Em geral, avalio aspectos como aparência e comportamento, fala, atenção e memória, humor e afeto, pensamento, percepção, crítica, julgamento e segurança. Alguns pontos exigem perguntas diretas ou tarefas breves; boa parte acontece naturalmente enquanto conversamos.
Não é um teste secreto nem um detector de mentiras. Uma pessoa pode falar de forma organizada e ainda estar sofrendo intensamente. Outra pode minimizar algo grave. O contexto e a evolução ao longo do tempo importam.
O DSM-5-TR e a CID-11 oferecem critérios e uma linguagem diagnóstica compartilhada, mas não funcionam como um botão de confirmação. O diagnóstico integra história, exame psíquico, saúde física, medicamentos, substâncias e informações complementares quando necessárias.
Vou sair da primeira consulta com um diagnóstico?
Talvez. Em alguns casos, a hipótese diagnóstica é relativamente clara já no primeiro encontro. Em outros, é mais responsável observar a evolução, revisar tratamentos anteriores, pedir informações adicionais ou excluir causas clínicas antes de fechar uma conclusão. A consulta psiquiátrica “dá” diagnóstico, mas também pode rever ou retirar diagnósticos. Posso contrariar uma hipótese de pânico, TDAH, bipolaridade ou depressão.
Se isso acontecer, devo explicar o raciocínio e ouvir suas dúvidas. Uma segunda opinião é especialmente útil quando o tratamento não funciona como esperado, os efeitos adversos se acumulam ou o diagnóstico parece não explicar a história toda. Diagnóstico não é sinônimo de identidade, sentença ou defeito de caráter. É uma formulação clínica que organiza informações e orienta decisões. Às vezes é muito útil.
Em outras situações, precisa permanecer provisório. No final das contas, você conhece a própria vida melhor do que eu. Sem a sua participação, qualquer sugestão minha perde sentido.
Preciso levar exames, receitas ou relatórios?
Se você tiver, leve. Receitas atuais e antigas, lista de medicamentos com doses, exames laboratoriais recentes, relatórios de outros profissionais e registros de tratamentos anteriores podem evitar esquecimentos e ajudar na avaliação. Se não tiver nada disso, vá mesmo assim. Você não precisa adiar a consulta para montar um dossiê impecável. Quando houver indicação, posso solicitar exames ou conversar sobre a necessidade de avaliação com outro profissional.
Saúde física e saúde mental não vivem em apartamentos separados.
Como é decidido o tratamento psiquiátrico?
No final do encontro, discutimos os caminhos possíveis. Algumas pessoas chegam querendo apenas responder: “isso que eu sinto é normal?”. Possivelmente eu direi “depende”, “talvez” ou o clássico “veja bem…”. Não para fugir da pergunta, mas porque frequência, intensidade, sofrimento e prejuízo mudam completamente a resposta.

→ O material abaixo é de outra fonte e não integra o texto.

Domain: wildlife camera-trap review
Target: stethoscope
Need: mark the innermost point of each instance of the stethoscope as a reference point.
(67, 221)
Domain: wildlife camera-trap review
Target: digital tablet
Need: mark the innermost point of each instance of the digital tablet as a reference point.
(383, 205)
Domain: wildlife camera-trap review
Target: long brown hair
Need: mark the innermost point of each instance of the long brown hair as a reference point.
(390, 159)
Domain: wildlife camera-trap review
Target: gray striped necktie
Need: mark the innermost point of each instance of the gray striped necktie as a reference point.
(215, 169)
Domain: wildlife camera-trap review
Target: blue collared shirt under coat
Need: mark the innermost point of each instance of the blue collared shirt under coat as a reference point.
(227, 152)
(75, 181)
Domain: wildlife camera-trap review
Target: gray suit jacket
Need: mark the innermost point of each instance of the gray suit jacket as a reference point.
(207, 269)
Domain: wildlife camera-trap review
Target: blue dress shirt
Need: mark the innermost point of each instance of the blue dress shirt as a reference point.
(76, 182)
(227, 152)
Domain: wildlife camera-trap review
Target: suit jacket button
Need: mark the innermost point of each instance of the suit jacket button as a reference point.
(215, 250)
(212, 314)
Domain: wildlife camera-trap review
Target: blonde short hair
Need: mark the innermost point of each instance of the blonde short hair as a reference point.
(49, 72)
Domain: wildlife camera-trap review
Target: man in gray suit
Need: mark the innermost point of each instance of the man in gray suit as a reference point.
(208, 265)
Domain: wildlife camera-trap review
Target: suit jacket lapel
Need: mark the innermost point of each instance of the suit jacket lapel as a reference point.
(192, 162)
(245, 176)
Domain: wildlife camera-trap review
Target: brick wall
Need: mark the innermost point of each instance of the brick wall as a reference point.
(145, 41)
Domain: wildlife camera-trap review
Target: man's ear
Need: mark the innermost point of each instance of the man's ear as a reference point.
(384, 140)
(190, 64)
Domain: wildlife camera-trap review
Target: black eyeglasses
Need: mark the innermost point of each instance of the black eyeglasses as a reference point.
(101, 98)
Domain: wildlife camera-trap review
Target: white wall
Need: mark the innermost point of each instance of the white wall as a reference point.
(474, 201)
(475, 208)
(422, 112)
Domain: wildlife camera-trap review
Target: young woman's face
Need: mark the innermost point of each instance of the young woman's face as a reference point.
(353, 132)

O plano pode incluir psicoeducação, psicoterapia, sono e rotina, atividade física, redução de álcool ou outras substâncias, tratamento de uma condição clínica, medicação, participação de familiares ou encaminhamento para outro profissional. Nem tudo entra de uma vez.

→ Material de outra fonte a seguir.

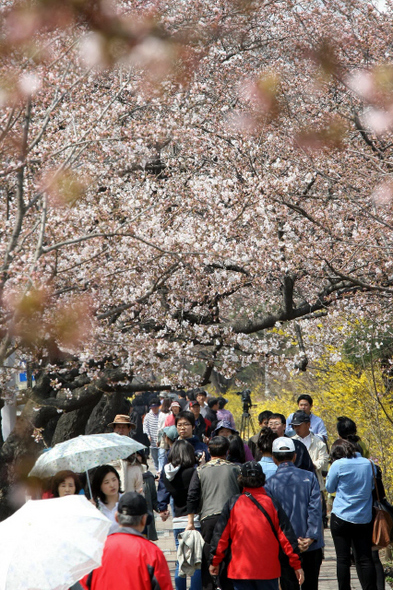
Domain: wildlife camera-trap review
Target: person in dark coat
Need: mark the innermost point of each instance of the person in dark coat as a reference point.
(277, 423)
(211, 412)
(176, 477)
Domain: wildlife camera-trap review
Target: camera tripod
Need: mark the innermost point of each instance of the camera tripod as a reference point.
(245, 425)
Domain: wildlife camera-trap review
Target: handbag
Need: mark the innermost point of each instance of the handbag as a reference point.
(382, 521)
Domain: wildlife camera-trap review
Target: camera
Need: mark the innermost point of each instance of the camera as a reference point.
(246, 399)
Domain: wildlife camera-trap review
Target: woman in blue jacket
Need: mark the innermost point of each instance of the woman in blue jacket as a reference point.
(351, 477)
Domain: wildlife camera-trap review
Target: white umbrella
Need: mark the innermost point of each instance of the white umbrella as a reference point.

Priorizamos o que é mais urgente, mais seguro e mais viável.Se você ainda confunde a importância de cada um desses profissionais especialistas em saúde mental, vale ler também a diferença entre psiquiatra e psicólogo. Um psiquiatra não é simplesmente “um psicólogo que receita”. A formação, as responsabilidades e as ferramentas são diferentes, embora o trabalho possa — e muitas vezes deva — ser integrado.
O psiquiatra receita remédio na primeira consulta?
Pode receitar, mas isso não é automático. Se houver indicação, conversaremos sobre benefícios esperados, riscos, alternativas, efeitos adversos, custo, interações, tratamentos anteriores e suas preferências. Em algumas situações, começar logo é importante. Em outras, faz sentido esperar mais informações.
Você pode perguntar sem cerimônia: “engorda?”, “vicia?”, “vai me deixar lerdo?”, “mexe com a libido?”, “por quanto tempo vou tomar?”. Essas são perguntas clínicas legítimas. Nem todo medicamento psiquiátrico causa dependência, ganho de peso, sedação ou alteração sexual — e nenhum deve ser tratado como se tivesse o mesmo perfil de outro.
Prefiro explicar por que estou considerando um medicamento, qual efeito buscamos e como saberemos se ele ajudou. Nomes históricos como “antidepressivo”, “antipsicótico” ou “estabilizador do humor” podem confundir, porque a mesma molécula pode ter usos diferentes conforme o mecanismo, a dose e o contexto. Quando é útil, recorro também à lógica da Nomenclatura Baseada em Neurociência (NbN), sem transformar a consulta numa aula de farmacologia.
Também não vou explicar sua vida inteira com a frase “é falta de serotonina”. Transtornos mentais não se resumem a um desequilíbrio químico simples. Fatores biológicos, psicológicos, sociais, relacionais e ambientais interagem.
Se quiser se aprofundar, veja o conteúdo sobre medicamentos psiquiátricos. E, antes de cair no buraco negro dos fóruns da internet, traga sua preocupação para a consulta: o relato de outra pessoa pode ser verdadeiro para ela e ainda assim não prever o que acontecerá com você.
Como se preparar para a primeira consulta com o psiquiatra?
Não é preciso estudar “psiquiatrês” nem chegar com um autodiagnóstico. Se quiser se organizar, estas anotações ajudam:
- os sintomas que mais incomodam e quando começaram;
- o que mudou no sono, apetite, energia, atenção, humor, trabalho, estudos ou relacionamentos;
- medicamentos, vitaminas, hormônios, fitoterápicos e outras substâncias que utiliza, com doses quando souber;
- tratamentos anteriores e o que ajudou, piorou ou causou efeitos adversos;
- doenças clínicas, alergias, cirurgias e exames recentes;
- histórico psiquiátrico relevante na família;
- duas ou três perguntas que você não quer esquecer.
Na telemedicina, procure um lugar privado, use fones se isso aumentar sua confidencialidade e teste a conexão alguns minutos antes. Em algumas situações, posso recomendar avaliação presencial ou um serviço local. A consulta online não é adequada para toda circunstância.
No Brasil, teleconsulta é consulta médica e segue as regras da Resolução CFM nº 2.314/2022. Quando a modalidade não é adequada ao quadro — por necessidade de exame presencial, manejo de risco ou suporte local — posso recomendar avaliação presencial ou procura de um serviço da região.
“Consulta online para todo o Brasil” descreve o alcance geográfico do atendimento, não a promessa de que toda situação será conduzida exclusivamente por vídeo.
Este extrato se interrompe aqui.